Telehealth offers access to mental health services that would otherwise not be available. Through the use of computers, phones, and video conferencing, psychiatrists, and therapists can interface with patients that might not otherwise be seen. The use of this technology can be implemented across all settings: from the ER to inpatient medical and psychiatric units, outpatient clinics, prisons, intensive outpatient programs, nursing homes, and even within the patient’s own home. Telehealth offers those with mental illness an opportunity to interface with a skilled and knowledgeable provider who might not otherwise be available.
Rural locations, urban neighborhoods, and community mental health centers are just a few of the areas that can benefit immensely from the use of telehealth services. These areas face critical shortages of psychiatrists and other mental health providers, but the use of technology now allows individuals who suffer from severe and chronic mental illness to access highly trained professionals. Additionally, it reduces some of the burdens that people face in accessing services by eliminating long drive times to far away appointments thereby decreasing absences from school and or work for patients and family members.

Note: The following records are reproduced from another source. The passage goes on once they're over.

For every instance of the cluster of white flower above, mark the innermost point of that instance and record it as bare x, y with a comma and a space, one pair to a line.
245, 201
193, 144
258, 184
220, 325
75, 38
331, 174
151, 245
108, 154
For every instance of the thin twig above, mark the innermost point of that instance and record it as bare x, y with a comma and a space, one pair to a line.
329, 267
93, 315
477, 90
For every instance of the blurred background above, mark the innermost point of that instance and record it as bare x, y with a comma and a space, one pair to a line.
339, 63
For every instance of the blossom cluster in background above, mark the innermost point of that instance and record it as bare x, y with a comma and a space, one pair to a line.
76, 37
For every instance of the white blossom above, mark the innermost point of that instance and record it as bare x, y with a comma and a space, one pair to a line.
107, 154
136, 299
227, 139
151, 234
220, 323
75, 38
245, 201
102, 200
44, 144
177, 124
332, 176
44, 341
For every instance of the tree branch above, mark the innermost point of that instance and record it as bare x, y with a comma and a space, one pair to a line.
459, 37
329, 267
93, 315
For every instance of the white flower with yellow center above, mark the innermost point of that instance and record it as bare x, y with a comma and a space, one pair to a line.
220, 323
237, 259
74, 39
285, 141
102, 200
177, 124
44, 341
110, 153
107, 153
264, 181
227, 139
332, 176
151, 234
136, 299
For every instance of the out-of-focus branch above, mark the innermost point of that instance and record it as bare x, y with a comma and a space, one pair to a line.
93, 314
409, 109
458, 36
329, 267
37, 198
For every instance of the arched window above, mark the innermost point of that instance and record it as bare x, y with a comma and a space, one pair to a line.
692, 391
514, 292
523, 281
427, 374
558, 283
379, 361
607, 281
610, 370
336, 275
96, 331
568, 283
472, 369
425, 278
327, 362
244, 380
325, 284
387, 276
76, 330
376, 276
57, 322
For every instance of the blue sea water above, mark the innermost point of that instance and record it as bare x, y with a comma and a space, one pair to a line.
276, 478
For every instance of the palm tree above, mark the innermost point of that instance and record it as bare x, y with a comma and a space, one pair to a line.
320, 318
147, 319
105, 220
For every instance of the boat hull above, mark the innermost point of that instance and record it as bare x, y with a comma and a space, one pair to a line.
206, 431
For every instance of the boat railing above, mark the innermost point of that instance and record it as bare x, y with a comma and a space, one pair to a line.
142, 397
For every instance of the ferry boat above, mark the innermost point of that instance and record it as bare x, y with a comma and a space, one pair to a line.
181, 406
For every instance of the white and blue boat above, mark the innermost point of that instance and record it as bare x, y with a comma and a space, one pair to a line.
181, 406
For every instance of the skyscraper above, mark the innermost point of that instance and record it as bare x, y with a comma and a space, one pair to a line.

The ultimate goal of providing care in this manner is to improve outcomes for mentally ill individuals. This may mean fewer ER visits, fewer inpatient hospitalizations, and improved functioning whether within a family structure, job, or living environment. For society as a whole, this translates into fewer healthcare costs, and in an era of burgeoning costs, reducing health care expenditures is ideal. As a key example, having access to a psychiatrist in a rural ER could mean that a psychiatric patient is seen, evaluated and inpatient hospitalization is recommended. The patient could be transferred within hours instead of days which is frequently what occurs when psychiatric patients are managed by other health care providers who are not as familiar with medications, conditions, or levels of care.
The coronavirus pandemic of 2020 has brought to the forefront what those of us who have been practicing telemedicine for years have long known. The use of technology to reach individuals who might not otherwise have access to services is a highly effective means of providing care. In the field of psychiatry, in particular, telehealth offers a vulnerable population access to skilled specialists while reducing health care costs and eliminating some of the barriers that these individuals face in obtaining treatment. In response to Covid-19, many states and lawmakers have begun to relax state regulations limiting access to and funding for telehealth services thereby allowing greater access to telehealth for individuals covered by Medicaid. As we move forward, we must take with us the lessons that we have all learned during this pandemic: technology is available and can be used to help serve those most in need.